Read this Wired Magazine story Red Menace: Stop the Ug99 Fungus Before Its Spores Bring Starvation on the Borlaug Global Rust Initiative's leadership in a global collaborative effort to combat a critical threat to the world's food supply. Fighting Ug99 wheat rust requires a global response bringing together a diverse community in the US, Africa, Europe and Asia, including plant biologists, plant breeders, field agents, molecular biologists, NGO's, and BGRI sponsors. We're happy and proud that that BGRI is a Traction Software customer, and that BGRI's globalrust.org site is powered by Traction TeamPage, used as a hub for both public information on Ug99 wheat rust and for global collaborative scientific research.
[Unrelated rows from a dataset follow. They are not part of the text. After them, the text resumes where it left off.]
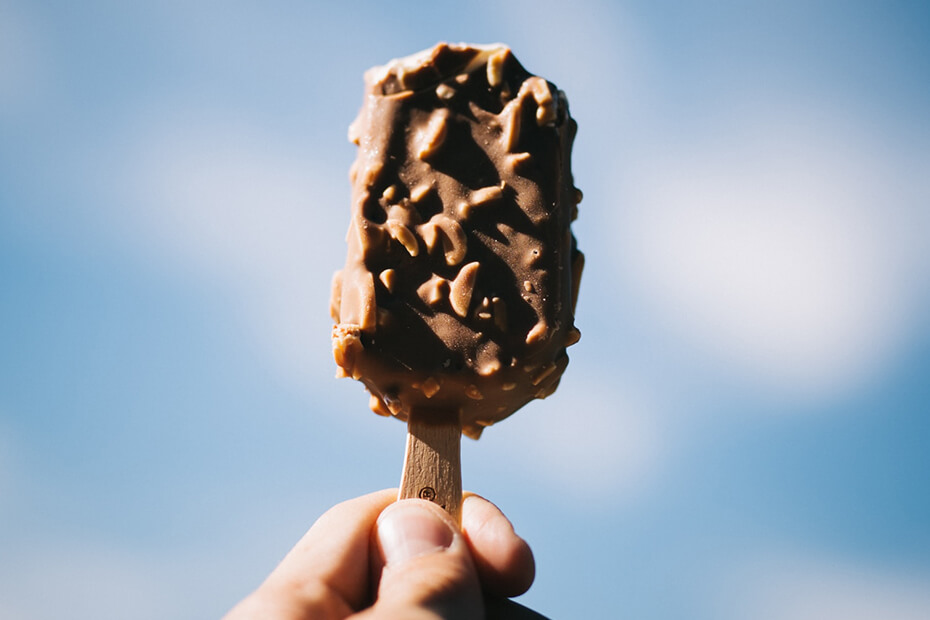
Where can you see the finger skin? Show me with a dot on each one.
(441, 580)
(326, 575)
(335, 568)
(504, 560)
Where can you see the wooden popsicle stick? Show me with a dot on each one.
(432, 465)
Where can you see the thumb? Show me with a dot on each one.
(427, 570)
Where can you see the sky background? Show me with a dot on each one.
(743, 431)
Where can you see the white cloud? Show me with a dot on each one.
(238, 207)
(596, 439)
(782, 251)
(802, 587)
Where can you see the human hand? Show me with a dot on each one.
(372, 558)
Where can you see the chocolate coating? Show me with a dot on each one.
(458, 293)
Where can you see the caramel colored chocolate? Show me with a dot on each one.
(458, 293)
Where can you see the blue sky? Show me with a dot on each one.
(743, 431)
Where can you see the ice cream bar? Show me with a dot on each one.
(456, 302)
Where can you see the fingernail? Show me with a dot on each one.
(408, 529)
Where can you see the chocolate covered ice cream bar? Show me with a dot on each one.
(456, 302)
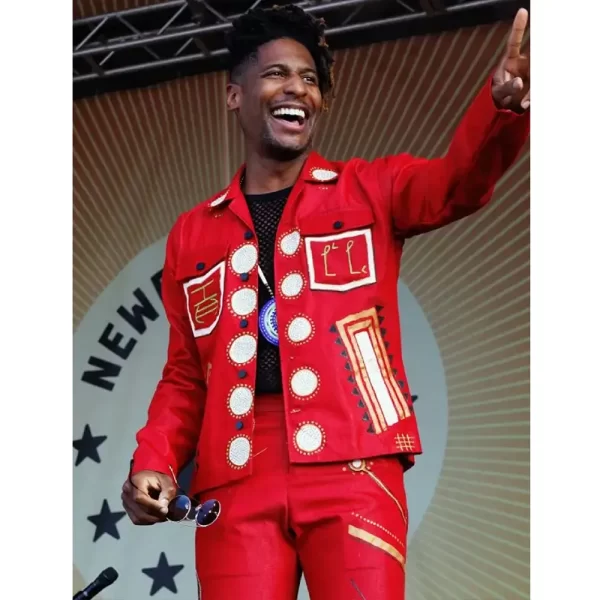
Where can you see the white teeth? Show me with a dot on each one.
(293, 112)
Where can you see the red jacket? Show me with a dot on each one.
(337, 264)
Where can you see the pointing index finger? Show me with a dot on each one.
(516, 34)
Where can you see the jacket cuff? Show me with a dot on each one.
(147, 460)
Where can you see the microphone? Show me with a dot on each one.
(106, 578)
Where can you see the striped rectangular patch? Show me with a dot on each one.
(361, 335)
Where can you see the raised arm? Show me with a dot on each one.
(427, 194)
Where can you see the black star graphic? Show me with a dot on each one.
(87, 446)
(106, 521)
(163, 575)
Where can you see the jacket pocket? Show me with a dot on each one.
(202, 279)
(339, 249)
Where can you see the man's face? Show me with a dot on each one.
(277, 100)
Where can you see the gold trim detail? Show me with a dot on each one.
(369, 538)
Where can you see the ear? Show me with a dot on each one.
(234, 92)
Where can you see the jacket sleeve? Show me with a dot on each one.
(170, 434)
(427, 194)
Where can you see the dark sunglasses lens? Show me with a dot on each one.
(179, 508)
(207, 513)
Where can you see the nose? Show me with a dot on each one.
(296, 85)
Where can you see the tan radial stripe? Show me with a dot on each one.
(378, 119)
(487, 574)
(482, 529)
(441, 241)
(496, 563)
(494, 513)
(454, 572)
(418, 82)
(461, 409)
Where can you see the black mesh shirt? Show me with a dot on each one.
(266, 211)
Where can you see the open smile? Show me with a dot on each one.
(290, 119)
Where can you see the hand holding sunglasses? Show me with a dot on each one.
(152, 498)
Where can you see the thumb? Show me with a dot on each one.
(168, 491)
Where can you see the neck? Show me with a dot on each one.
(264, 175)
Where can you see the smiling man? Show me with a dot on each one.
(284, 379)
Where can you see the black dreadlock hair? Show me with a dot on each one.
(262, 25)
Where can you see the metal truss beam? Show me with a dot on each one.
(162, 38)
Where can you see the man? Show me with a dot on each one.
(284, 379)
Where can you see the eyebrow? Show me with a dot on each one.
(287, 68)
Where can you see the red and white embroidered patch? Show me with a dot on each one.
(204, 300)
(341, 262)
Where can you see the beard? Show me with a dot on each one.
(283, 152)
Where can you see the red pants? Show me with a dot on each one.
(343, 525)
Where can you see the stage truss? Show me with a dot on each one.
(144, 45)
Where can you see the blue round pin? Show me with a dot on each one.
(267, 322)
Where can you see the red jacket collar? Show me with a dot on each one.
(316, 169)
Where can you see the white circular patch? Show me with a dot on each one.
(290, 243)
(240, 400)
(244, 259)
(299, 330)
(218, 200)
(292, 285)
(244, 301)
(239, 451)
(323, 174)
(242, 349)
(304, 382)
(309, 437)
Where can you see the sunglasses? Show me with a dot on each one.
(185, 510)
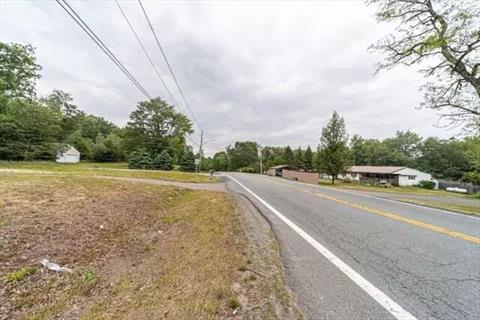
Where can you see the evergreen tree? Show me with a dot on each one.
(333, 157)
(308, 159)
(187, 161)
(163, 161)
(288, 156)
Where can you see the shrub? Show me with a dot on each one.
(163, 161)
(140, 159)
(427, 184)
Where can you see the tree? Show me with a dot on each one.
(444, 37)
(444, 159)
(140, 159)
(288, 156)
(83, 145)
(220, 161)
(187, 160)
(154, 125)
(308, 159)
(163, 161)
(243, 154)
(18, 72)
(333, 157)
(403, 148)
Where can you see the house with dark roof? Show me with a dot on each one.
(395, 175)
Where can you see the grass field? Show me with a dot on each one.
(102, 169)
(137, 251)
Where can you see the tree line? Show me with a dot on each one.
(446, 159)
(34, 128)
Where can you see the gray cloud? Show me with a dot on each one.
(266, 71)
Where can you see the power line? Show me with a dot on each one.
(150, 60)
(146, 53)
(72, 13)
(169, 66)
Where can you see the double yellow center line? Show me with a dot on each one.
(393, 216)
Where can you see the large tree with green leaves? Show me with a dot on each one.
(155, 126)
(18, 72)
(443, 37)
(242, 154)
(333, 156)
(220, 161)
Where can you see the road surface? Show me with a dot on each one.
(348, 255)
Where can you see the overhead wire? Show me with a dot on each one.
(74, 15)
(150, 60)
(180, 90)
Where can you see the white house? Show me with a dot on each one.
(399, 176)
(68, 154)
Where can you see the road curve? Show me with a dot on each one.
(348, 255)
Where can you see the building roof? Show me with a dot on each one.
(67, 150)
(281, 166)
(375, 169)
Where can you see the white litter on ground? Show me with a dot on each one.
(53, 266)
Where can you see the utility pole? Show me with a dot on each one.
(259, 150)
(200, 152)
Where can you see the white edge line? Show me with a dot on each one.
(361, 194)
(391, 306)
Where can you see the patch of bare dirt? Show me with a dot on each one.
(137, 251)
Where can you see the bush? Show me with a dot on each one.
(427, 184)
(163, 161)
(140, 159)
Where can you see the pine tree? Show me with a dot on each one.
(333, 157)
(163, 161)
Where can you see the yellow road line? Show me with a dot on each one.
(393, 216)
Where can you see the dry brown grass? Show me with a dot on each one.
(137, 251)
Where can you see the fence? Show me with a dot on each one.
(443, 185)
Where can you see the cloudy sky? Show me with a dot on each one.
(270, 71)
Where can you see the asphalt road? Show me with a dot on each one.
(348, 255)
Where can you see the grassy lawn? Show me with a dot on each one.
(103, 169)
(393, 189)
(137, 251)
(465, 209)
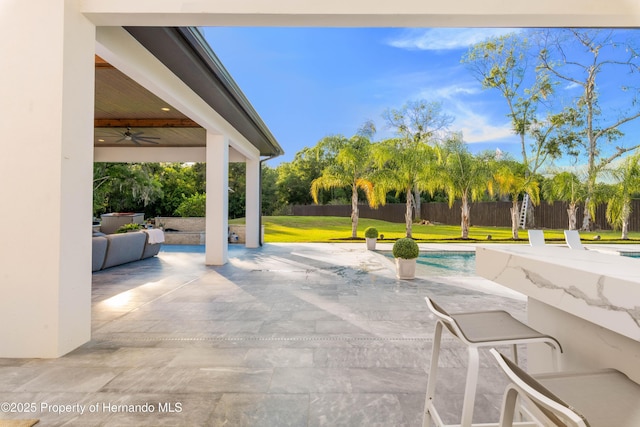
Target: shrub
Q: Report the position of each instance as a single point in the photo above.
(371, 232)
(132, 226)
(406, 248)
(192, 206)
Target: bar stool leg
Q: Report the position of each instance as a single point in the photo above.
(433, 370)
(470, 388)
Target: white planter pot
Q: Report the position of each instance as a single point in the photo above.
(371, 243)
(406, 268)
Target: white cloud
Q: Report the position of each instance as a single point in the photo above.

... 90 percent of the world’s wheat has little or no protection against the Ug99 race of P. graminis. If nothing is done to slow the pathogen, famines could soon become the norm — from the Red Sea to the Mongolian steppe — as Ug99 annihilates a crop that provides a third of our calories. China and India, the world’s biggest wheat consumers, will once again face the threat of mass starvation, especially among their rural poor. The situation will be particularly grim in Pakistan and Afghanistan, two nations that rely heavily on wheat for sustenance and are in no position to bear added woe. Their fragile governments may not be able to survive the onslaught of Ug99 and its attendant turmoil.

The pathogen has already been detected in Iran and may now be headed for South Asia’s most important breadbasket, the Punjab, which nourishes hundreds of millions of Indians and Pakistanis. What’s more, Ug99 could easily make the transoceanic leap to the United States. All it would take is for a single spore, barely bigger than a red blood cell, to latch onto the shirt of an oblivious traveler. The toll from that would be ruinous; the US Department of Agriculture estimates that more than 40 million acres of wheat would be at serious risk if Ug99 came to these shores, where the grain is the third most valuable crop, trailing only corn and soybeans. The economic loss might easily exceed $10 billion; a simple loaf of bread could become a luxury. “If this stuff gets into the Western Hemisphere,” Steffenson says, “God help us.” - Brendan I. Koerner, Wired Feb 22 2010.